"Yum, Kamu bisa menyusul Aku dan Sintia di Warung Mi Ayam Bang Saleh?" tanya Andra kepadaku melalui pesan aplikasi WhatsApp.
"Aduh … kalau sekarang agak susah sih. Harus sekarang, kah?" tanyaku.
"Ya sekarang kalau mau menyusul. Karena kami sudah di lokasi. Kalau nanti-nanti takut makanan kami sudah habis atau bahkan mungkin malah Sintia sudah mengajak pulang," kata Andra berharap Aku segera menyusul mereka.
Andra merasa tidak nyaman menikmati malam berdua dengan Sintia setelah apa yang telah dikatakan Sintia sepulang dari bioskop.
"Ndra, dari tadi kok Kamu terlihat gelisah dan lihat ponsel terus. Bilang saja kalau mau balik sekarang," kata Sintia melihat gelagat Andra yang tidak nyaman.
"E-Enggak kok! Lagi baca grup WhatsApp kelas saja, menyimak … barangkali ada penugasan yang terlewat kubaca. Karena tadi siang dosennya tidak masuk ke kelas, jadi sebagai penggantinya ada tugas yang harus kami kerjakan. Dan itu disampaikan setelah kelas selesai. Makannya harus siap-siap ada info masuk dari ketua kelasku," kata Andra mengelak.

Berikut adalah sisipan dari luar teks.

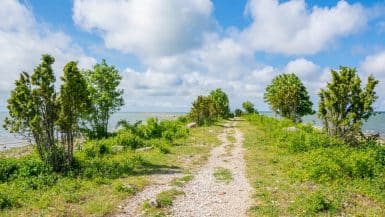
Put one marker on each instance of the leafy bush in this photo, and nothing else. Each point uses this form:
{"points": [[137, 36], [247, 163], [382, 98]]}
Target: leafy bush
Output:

"Oh, kukira karena Kamu tidak nyaman karena makan malam hanya berdua saja denganku. Habis nonton berdua, sekarang dinner beruda. Wah, berasa kencan saja," ungkap Sintia.
"Iya juga ya. Wah, gawat kalau ada penggemarmu yang melihat," Andra mencoba mengubah suasana yang awalnya canggung menjadi lebih akrab kembali. "Sudah siap nih mi ayamnya, yuk kita makan," ajak Andra.
"Hmmm … enak nih punyaku. Tadi Aku pesan mi ayam lada hitam, cobain deh! Aaa ….," kata Sintia sembari mencoba menyuapi Andra untuk merasakan mi ayam pesanannya.
Andra ingin menolak, tapi merasa tidak enak karena Sintia sudah menyodorkan satu sendok mi ayam miliknya persis di depan mulut Andra. Terpaksa dia membuka mulut dan memakan mi ayam suapan Sintia itu. Tanpa mereka sadari, Aku melihat Andra dan Sintia suap-suapan. Dari kacamataku, mereka berdua terlihat sangat mesra.
"Ehem … ehem …." Aku mendeham mereka agar sadar akan keberadaanku. "Wah, kayaknya kedatanganku malah mengganggu kemesraan kalian nih," kataku meledek Sintia dan Andra.
"Lo, kok Kamu di sini, Yum?" tanya Sintia kaget melihat keberadaanku.
"Iya, tadi Aku yang bilang ke Yumi kalau kita ada di sini. Eh, ternyata dia bisa menyusul. Awalnya kupikir dia masih sibuk dan tidak bisa bergabung dengan kita," ungkap Andra.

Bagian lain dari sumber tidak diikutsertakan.